Missouri Quake Coverage Is Restrictive, Difficult: Regulator

NU Online News Service, Feb. 26, 9:44 a.m. EST

Missouri homeowners seeking earthquake insurance may face extremely large deductibles or have to leave their current homeowners insurance company in order to obtain it, a state official reported.

John M. Huff, Missouri insurance director, said in a statement that when it comes to earthquake protection, a departmental survey found there are some "significant shortcomings in coverage."

His announcement, noting that February is Earthquake Awareness month, advised that his department recently collected data on earthquake coverage from the 20 largest homeowners insurance companies in Missouri.

The report showed several positives, including the availability of coverage and the relative affordability of premiums in most parts of Missouri, he said.

Mr. Huff said his agency found the insurance will cost about $10 per month on a $200,000 home. In St. Louis and southeast Missouri--areas most likely to be affected--the insurance averages about $40 per month.

Missouri contains the New Madrid fault seismic zone which in the early 19th century was the site of the largest earthquake to hit the North American continent.

Mr. Huff, however, said he is concerned about several findings from the survey:

? Deductibles are typically 10-to-15 percent. That means on the $200,000 home, the consumer would have to pay a deductible of $20,000 to $30,000 before the insurance benefits kick in.

? Many insurers require multiple deductibles: one for cost of the structure, and another for cost of the home's contents. That means the consumer pays as much as $45,000 in deductibles before receiving any benefits.

? Most insurers will not offer new policies on solid masonry houses, and many older houses are built this way.

? Some insurers in recent years have begun outsourcing to a "surplus lines" company for earthquake insurance.

Mr. Huff noted that surplus lines insurers are subject to fewer consumer protection laws and often have no relationship with the policyholder and, he said, this puts consumers filing claims in the position of dealing with an unfamiliar company at a time of dire need.

"The huge deductibles and other issues mean consumers who have faithfully paid their premiums for years could face extraordinary difficulty should a damaging earthquake hit their region," said Mr. Huff.

"Missouri needs homeowners insurance to be available without undue restrictions, so that insurers can truly come through for consumers should such a life-changing event occur," the director commented.

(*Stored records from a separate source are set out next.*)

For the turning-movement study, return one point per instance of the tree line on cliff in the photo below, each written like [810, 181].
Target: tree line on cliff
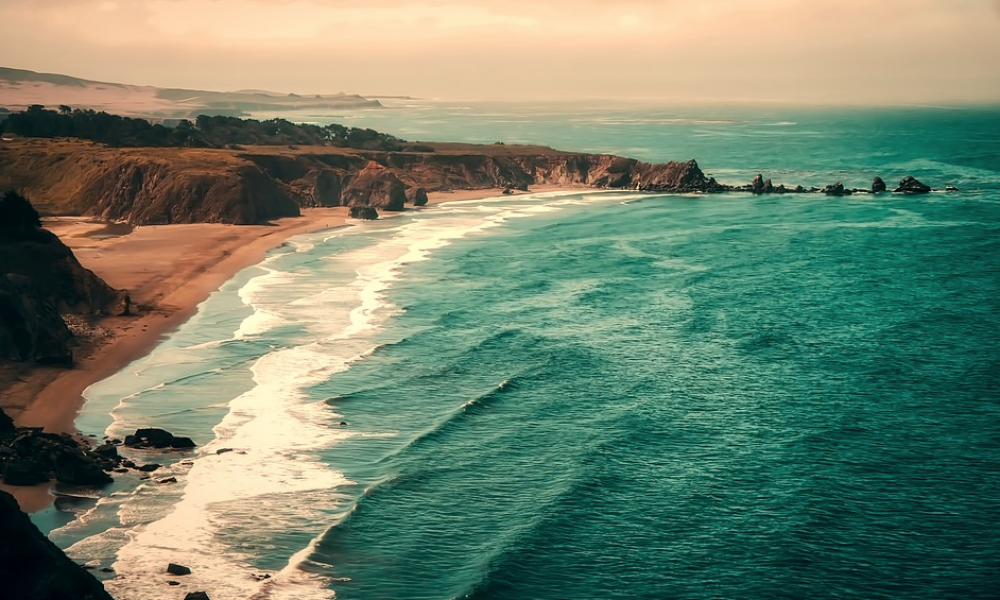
[205, 132]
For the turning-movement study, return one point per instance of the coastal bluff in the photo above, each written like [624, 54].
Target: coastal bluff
[255, 184]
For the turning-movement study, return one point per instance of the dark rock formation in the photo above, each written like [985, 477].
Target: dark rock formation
[40, 279]
[836, 189]
[175, 569]
[6, 425]
[417, 196]
[29, 456]
[145, 191]
[157, 438]
[375, 186]
[364, 212]
[253, 185]
[33, 567]
[909, 185]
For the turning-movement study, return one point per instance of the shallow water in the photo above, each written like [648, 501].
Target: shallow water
[596, 394]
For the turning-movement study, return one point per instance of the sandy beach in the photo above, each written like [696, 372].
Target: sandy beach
[168, 270]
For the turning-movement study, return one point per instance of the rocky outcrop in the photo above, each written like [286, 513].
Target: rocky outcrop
[259, 183]
[157, 438]
[417, 196]
[910, 185]
[144, 191]
[836, 189]
[375, 186]
[29, 456]
[366, 213]
[40, 279]
[33, 567]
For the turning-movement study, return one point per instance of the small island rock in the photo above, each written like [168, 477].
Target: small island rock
[910, 185]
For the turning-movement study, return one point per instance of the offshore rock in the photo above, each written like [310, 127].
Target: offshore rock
[375, 186]
[144, 190]
[29, 455]
[153, 437]
[41, 278]
[77, 469]
[33, 567]
[836, 189]
[175, 569]
[909, 185]
[417, 196]
[364, 212]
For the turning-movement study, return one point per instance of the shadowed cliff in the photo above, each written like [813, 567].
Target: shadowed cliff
[146, 186]
[40, 280]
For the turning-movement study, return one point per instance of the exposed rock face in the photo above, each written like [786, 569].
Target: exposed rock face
[417, 196]
[146, 192]
[31, 329]
[183, 185]
[364, 212]
[29, 456]
[835, 189]
[33, 567]
[157, 438]
[375, 186]
[909, 185]
[39, 279]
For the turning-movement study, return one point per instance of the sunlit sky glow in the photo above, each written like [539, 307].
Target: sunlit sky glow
[827, 51]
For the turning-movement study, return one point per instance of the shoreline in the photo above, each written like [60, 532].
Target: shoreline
[169, 270]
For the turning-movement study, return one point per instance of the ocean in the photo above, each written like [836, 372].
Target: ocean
[593, 394]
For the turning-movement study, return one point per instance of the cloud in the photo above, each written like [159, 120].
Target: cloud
[797, 49]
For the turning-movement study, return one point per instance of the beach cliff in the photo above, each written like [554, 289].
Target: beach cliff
[255, 184]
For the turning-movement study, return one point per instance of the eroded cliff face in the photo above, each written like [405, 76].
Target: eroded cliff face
[148, 186]
[155, 192]
[40, 280]
[33, 567]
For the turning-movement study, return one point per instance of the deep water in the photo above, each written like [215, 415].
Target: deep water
[597, 395]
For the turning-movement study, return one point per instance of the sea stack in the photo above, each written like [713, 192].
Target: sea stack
[909, 185]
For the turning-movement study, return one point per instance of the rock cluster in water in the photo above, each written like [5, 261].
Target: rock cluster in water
[33, 567]
[759, 185]
[29, 456]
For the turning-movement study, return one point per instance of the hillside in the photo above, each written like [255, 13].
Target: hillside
[21, 88]
[254, 184]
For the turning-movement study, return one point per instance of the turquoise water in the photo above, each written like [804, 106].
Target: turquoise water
[600, 394]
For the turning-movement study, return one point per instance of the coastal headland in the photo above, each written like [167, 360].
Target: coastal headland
[165, 225]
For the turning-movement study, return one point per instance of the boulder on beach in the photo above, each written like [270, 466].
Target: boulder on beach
[175, 569]
[417, 196]
[835, 189]
[157, 438]
[75, 468]
[364, 212]
[910, 185]
[33, 567]
[25, 471]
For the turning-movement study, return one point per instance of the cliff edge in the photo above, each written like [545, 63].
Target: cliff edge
[33, 567]
[255, 184]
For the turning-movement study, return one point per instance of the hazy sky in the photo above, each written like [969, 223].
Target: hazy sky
[880, 51]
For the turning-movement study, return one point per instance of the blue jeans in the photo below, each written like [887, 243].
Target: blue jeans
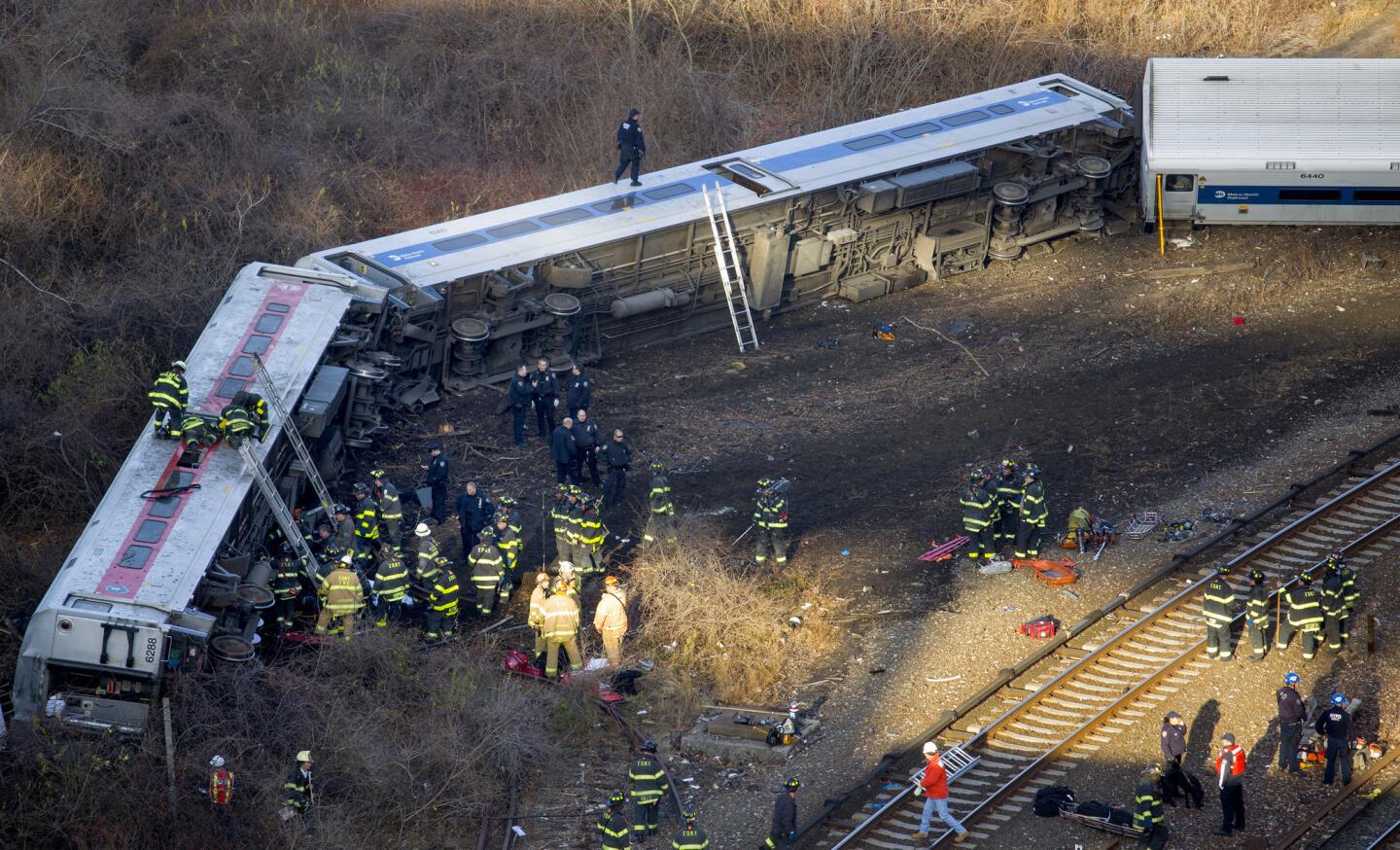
[929, 804]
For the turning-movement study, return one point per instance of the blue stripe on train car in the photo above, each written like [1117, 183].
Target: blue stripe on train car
[1301, 195]
[777, 164]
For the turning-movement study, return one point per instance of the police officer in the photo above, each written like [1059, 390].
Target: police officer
[1009, 489]
[544, 392]
[770, 524]
[1033, 514]
[169, 397]
[521, 398]
[1256, 615]
[648, 786]
[977, 510]
[662, 507]
[391, 509]
[1336, 726]
[1291, 715]
[579, 391]
[690, 836]
[1304, 615]
[783, 832]
[1218, 610]
[632, 146]
[617, 457]
[587, 440]
[613, 825]
[438, 479]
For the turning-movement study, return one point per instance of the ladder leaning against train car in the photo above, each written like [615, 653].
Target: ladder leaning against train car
[731, 273]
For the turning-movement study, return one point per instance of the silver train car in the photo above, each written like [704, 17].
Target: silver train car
[1272, 140]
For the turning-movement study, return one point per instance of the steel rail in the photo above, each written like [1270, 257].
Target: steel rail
[1005, 677]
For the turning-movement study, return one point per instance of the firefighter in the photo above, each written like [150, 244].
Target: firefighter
[508, 544]
[611, 618]
[559, 517]
[194, 430]
[562, 630]
[298, 793]
[1033, 514]
[589, 542]
[286, 587]
[1256, 615]
[783, 832]
[169, 397]
[689, 836]
[1218, 610]
[1304, 615]
[391, 585]
[442, 599]
[366, 517]
[486, 563]
[537, 612]
[1009, 489]
[1335, 725]
[1147, 809]
[648, 786]
[613, 825]
[659, 524]
[770, 524]
[427, 552]
[976, 505]
[391, 507]
[1333, 605]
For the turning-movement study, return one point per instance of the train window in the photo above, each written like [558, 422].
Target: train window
[1308, 195]
[566, 216]
[672, 191]
[134, 556]
[868, 142]
[511, 230]
[923, 129]
[229, 388]
[150, 531]
[164, 509]
[458, 242]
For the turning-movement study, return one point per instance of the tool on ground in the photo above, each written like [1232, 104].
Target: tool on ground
[945, 549]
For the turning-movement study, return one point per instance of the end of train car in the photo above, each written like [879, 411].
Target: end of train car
[1272, 140]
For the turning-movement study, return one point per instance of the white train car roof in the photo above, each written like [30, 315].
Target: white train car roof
[858, 152]
[139, 557]
[1250, 112]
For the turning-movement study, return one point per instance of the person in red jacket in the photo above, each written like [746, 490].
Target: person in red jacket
[934, 785]
[1230, 774]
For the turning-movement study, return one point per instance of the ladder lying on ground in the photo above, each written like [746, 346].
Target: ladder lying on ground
[279, 509]
[731, 273]
[289, 427]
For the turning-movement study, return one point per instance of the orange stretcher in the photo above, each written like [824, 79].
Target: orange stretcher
[1050, 572]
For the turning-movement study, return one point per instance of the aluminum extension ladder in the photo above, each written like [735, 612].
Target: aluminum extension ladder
[289, 427]
[279, 510]
[731, 273]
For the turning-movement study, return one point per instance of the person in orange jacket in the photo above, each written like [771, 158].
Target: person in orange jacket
[934, 786]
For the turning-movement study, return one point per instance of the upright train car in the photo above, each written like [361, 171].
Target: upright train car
[1272, 140]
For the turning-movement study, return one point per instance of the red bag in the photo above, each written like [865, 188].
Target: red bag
[1044, 626]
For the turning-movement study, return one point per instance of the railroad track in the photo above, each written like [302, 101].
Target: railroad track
[1109, 678]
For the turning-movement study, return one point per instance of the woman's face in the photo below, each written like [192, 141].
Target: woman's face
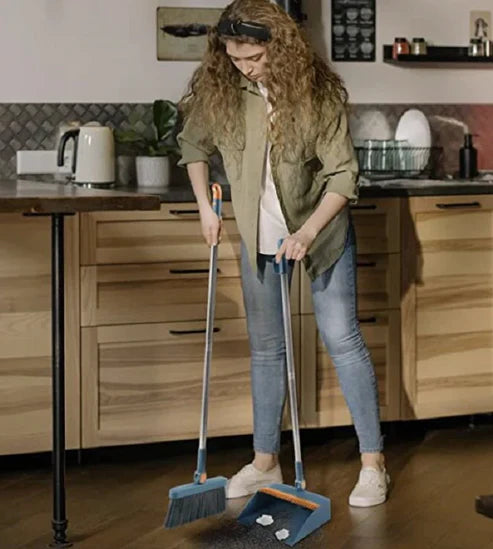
[249, 59]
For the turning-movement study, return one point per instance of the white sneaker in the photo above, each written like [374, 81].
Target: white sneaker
[249, 479]
[371, 489]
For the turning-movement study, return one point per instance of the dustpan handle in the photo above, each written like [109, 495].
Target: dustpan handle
[282, 269]
[200, 473]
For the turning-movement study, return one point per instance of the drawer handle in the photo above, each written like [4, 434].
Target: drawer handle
[369, 320]
[363, 207]
[189, 332]
[191, 271]
[459, 205]
[184, 212]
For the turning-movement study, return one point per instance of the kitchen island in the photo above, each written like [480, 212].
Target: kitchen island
[136, 290]
[57, 202]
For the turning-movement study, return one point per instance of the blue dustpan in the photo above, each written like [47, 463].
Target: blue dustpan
[292, 507]
[297, 510]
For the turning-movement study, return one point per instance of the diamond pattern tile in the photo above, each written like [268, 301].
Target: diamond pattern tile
[34, 126]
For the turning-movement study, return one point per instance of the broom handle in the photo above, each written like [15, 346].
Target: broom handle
[200, 474]
[282, 269]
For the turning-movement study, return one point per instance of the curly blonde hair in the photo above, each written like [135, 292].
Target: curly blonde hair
[298, 80]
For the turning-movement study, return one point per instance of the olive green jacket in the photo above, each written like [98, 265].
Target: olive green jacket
[328, 164]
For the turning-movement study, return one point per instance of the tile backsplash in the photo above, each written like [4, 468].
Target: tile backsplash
[35, 125]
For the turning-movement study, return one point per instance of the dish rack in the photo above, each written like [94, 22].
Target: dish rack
[378, 161]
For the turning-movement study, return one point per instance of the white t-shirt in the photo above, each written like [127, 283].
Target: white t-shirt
[271, 222]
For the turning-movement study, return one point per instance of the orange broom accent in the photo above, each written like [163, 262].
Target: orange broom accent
[292, 499]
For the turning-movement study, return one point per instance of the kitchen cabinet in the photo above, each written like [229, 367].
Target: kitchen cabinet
[377, 226]
[25, 334]
[447, 306]
[144, 284]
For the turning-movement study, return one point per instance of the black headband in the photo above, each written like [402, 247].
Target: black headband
[228, 27]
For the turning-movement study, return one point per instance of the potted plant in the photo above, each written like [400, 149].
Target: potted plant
[153, 147]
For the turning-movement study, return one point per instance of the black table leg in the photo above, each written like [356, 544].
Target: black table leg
[59, 521]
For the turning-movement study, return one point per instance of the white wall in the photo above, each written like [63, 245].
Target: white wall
[105, 51]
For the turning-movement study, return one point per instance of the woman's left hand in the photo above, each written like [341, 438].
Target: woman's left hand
[295, 246]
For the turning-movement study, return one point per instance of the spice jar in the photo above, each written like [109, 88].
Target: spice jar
[486, 47]
[419, 46]
[401, 47]
[476, 47]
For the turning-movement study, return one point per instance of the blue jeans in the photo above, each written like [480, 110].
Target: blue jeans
[334, 301]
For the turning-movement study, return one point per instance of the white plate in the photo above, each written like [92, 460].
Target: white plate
[414, 128]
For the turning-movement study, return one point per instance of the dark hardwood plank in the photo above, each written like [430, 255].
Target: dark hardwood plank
[121, 505]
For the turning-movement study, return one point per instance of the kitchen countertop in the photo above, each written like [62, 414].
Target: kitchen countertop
[374, 189]
[49, 198]
[181, 190]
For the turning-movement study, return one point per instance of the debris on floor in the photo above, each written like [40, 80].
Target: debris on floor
[282, 534]
[265, 520]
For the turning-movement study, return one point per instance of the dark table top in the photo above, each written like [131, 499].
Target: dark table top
[182, 191]
[47, 198]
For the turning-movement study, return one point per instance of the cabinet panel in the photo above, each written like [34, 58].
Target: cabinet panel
[377, 225]
[143, 383]
[323, 403]
[163, 292]
[25, 334]
[173, 234]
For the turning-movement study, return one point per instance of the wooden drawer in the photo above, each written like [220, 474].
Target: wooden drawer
[171, 234]
[323, 403]
[448, 365]
[162, 292]
[377, 225]
[378, 283]
[142, 383]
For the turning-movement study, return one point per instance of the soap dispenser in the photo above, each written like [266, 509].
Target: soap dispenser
[468, 159]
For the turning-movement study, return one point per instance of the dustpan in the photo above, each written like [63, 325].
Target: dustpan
[292, 507]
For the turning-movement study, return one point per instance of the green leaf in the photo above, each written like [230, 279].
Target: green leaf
[128, 136]
[165, 115]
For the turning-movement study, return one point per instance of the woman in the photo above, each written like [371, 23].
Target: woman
[276, 113]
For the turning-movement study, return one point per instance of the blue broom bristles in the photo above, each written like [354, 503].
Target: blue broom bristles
[194, 501]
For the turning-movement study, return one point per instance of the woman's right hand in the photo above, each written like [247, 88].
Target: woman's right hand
[211, 226]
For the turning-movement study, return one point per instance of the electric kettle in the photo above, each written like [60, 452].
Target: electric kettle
[93, 161]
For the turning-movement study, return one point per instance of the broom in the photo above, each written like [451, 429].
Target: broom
[203, 497]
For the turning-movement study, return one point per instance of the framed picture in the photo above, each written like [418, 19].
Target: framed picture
[353, 30]
[182, 32]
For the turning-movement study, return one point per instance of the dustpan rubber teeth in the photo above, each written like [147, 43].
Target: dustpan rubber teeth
[292, 499]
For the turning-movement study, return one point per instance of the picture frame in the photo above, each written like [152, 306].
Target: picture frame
[182, 32]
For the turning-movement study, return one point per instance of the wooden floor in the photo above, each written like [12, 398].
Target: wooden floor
[120, 504]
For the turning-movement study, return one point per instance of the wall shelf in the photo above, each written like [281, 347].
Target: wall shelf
[438, 57]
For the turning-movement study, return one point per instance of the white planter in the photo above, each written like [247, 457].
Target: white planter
[152, 171]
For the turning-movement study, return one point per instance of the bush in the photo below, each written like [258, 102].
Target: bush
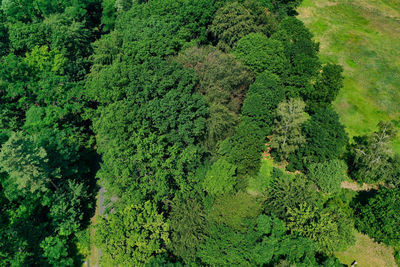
[328, 175]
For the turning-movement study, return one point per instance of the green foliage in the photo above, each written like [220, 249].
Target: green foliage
[232, 22]
[244, 148]
[327, 86]
[370, 155]
[326, 139]
[234, 210]
[378, 215]
[149, 134]
[263, 241]
[301, 53]
[262, 180]
[287, 136]
[287, 192]
[55, 250]
[329, 228]
[26, 164]
[260, 53]
[328, 175]
[221, 178]
[132, 236]
[188, 227]
[223, 81]
[262, 99]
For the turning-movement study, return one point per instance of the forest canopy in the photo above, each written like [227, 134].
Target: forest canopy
[208, 123]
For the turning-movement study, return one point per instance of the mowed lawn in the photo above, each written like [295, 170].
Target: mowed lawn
[367, 253]
[364, 37]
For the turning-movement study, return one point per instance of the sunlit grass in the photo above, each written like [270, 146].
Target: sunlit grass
[367, 253]
[363, 36]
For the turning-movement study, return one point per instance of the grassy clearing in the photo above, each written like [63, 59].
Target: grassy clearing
[363, 36]
[367, 253]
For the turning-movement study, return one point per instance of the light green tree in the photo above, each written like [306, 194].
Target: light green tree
[132, 236]
[220, 178]
[287, 136]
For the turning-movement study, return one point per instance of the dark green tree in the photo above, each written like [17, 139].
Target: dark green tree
[261, 53]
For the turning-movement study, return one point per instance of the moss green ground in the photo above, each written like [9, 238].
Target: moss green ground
[364, 37]
[367, 253]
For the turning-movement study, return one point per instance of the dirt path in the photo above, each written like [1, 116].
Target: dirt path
[356, 187]
[101, 209]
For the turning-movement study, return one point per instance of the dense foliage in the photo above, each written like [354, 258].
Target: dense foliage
[208, 123]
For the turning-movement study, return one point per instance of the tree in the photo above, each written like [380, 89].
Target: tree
[370, 155]
[232, 22]
[326, 139]
[328, 175]
[156, 122]
[221, 178]
[287, 136]
[329, 228]
[244, 148]
[55, 249]
[132, 236]
[301, 53]
[262, 99]
[379, 216]
[188, 228]
[26, 164]
[327, 87]
[222, 78]
[262, 242]
[223, 81]
[287, 192]
[260, 53]
[235, 209]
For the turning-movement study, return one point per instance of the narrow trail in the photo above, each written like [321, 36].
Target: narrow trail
[101, 209]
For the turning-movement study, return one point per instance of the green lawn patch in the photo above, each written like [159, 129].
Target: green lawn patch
[367, 253]
[363, 36]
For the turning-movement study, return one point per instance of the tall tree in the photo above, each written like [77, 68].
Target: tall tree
[232, 22]
[370, 155]
[132, 236]
[27, 164]
[287, 135]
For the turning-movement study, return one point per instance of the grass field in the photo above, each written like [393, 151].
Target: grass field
[364, 37]
[367, 253]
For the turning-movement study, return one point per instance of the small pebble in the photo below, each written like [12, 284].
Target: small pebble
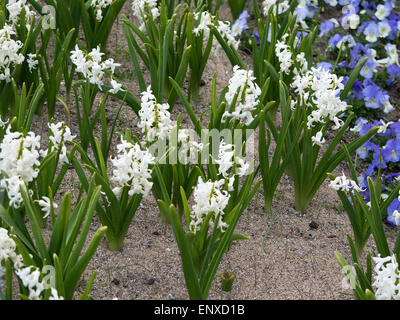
[313, 225]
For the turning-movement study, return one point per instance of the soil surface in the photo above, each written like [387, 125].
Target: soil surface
[289, 256]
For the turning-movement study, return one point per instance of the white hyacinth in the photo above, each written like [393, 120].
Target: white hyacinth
[99, 5]
[45, 204]
[228, 160]
[30, 277]
[387, 278]
[19, 161]
[131, 168]
[189, 147]
[32, 61]
[60, 135]
[209, 197]
[342, 183]
[138, 8]
[7, 251]
[320, 89]
[15, 7]
[282, 6]
[9, 53]
[284, 55]
[247, 99]
[91, 65]
[155, 119]
[318, 139]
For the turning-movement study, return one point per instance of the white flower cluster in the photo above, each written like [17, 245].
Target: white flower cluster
[138, 7]
[282, 6]
[387, 279]
[15, 7]
[30, 276]
[131, 169]
[155, 119]
[247, 99]
[209, 198]
[228, 160]
[224, 28]
[343, 184]
[284, 55]
[45, 204]
[9, 56]
[19, 161]
[99, 5]
[189, 147]
[60, 135]
[91, 65]
[7, 251]
[32, 61]
[320, 89]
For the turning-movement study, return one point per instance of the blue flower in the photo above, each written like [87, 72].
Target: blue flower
[395, 205]
[372, 96]
[391, 151]
[325, 65]
[367, 71]
[371, 32]
[325, 27]
[364, 150]
[257, 36]
[393, 71]
[395, 128]
[358, 90]
[333, 41]
[241, 23]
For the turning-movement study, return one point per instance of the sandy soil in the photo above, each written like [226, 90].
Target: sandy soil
[289, 255]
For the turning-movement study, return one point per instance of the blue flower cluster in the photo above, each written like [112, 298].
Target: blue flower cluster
[369, 29]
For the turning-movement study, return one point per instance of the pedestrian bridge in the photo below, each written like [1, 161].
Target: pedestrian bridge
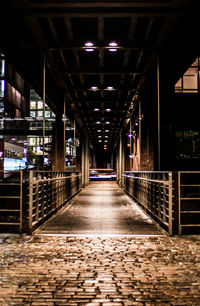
[169, 199]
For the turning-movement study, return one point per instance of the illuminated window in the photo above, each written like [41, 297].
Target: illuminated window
[33, 105]
[2, 88]
[40, 105]
[189, 82]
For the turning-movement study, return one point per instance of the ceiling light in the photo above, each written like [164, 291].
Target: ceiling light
[113, 44]
[89, 49]
[110, 88]
[94, 88]
[89, 44]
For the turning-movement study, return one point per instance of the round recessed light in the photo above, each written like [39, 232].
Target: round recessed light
[94, 88]
[112, 49]
[113, 44]
[89, 49]
[110, 88]
[89, 44]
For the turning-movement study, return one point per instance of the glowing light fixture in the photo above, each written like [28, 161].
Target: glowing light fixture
[110, 88]
[113, 44]
[89, 49]
[89, 44]
[94, 88]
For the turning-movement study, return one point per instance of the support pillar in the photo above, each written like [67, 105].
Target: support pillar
[58, 154]
[158, 104]
[85, 160]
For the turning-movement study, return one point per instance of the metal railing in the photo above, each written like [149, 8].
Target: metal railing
[189, 202]
[153, 191]
[11, 197]
[48, 191]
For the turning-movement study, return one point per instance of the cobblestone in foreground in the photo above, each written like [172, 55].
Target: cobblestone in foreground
[64, 270]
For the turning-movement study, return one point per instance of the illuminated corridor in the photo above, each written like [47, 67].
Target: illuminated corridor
[101, 209]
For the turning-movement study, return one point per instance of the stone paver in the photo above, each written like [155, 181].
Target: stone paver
[99, 270]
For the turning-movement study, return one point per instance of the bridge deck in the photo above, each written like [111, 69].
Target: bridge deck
[101, 209]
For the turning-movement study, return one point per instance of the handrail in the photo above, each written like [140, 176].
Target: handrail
[14, 213]
[155, 196]
[48, 195]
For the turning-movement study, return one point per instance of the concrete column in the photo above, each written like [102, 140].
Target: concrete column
[85, 160]
[58, 150]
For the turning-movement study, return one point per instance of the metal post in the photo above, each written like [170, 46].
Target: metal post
[179, 203]
[130, 145]
[64, 134]
[30, 200]
[158, 100]
[120, 158]
[170, 205]
[44, 96]
[21, 198]
[140, 132]
[75, 138]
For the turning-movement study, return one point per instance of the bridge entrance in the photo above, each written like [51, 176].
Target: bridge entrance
[101, 209]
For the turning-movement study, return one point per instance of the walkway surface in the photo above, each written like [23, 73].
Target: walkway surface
[101, 209]
[112, 270]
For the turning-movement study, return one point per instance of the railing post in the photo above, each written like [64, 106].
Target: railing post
[170, 204]
[30, 200]
[21, 199]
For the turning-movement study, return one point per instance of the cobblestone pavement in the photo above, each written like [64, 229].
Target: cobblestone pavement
[99, 270]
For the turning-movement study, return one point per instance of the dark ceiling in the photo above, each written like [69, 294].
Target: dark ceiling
[58, 31]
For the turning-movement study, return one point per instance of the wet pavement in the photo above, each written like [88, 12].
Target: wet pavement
[98, 267]
[61, 270]
[102, 209]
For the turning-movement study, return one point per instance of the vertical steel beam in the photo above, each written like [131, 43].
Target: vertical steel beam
[158, 105]
[140, 133]
[44, 100]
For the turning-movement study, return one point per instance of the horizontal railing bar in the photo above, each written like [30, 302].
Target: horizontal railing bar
[9, 223]
[10, 210]
[148, 180]
[9, 197]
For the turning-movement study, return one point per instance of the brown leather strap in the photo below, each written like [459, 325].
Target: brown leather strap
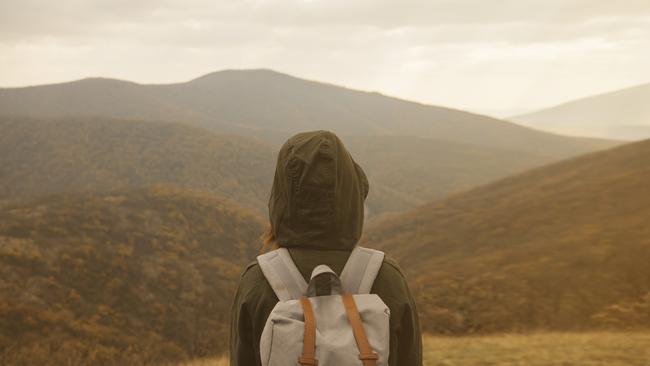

Mr. Huff also advised that earthquake insurance policies have become more restrictive in recent years, and he said the department will continue to watch the market for developments.

The top 20 homeowners insurance companies represented more than 80 percent of the Missouri homeowners market in 2008.

Mr. Huff said a list of companies offering earthquake insurance to new customers is available at the department's Web site, and consumers interested in buying coverage should shop around. Those who already have coverage should talk to their agents to ensure they understand what they're paying and what they're getting.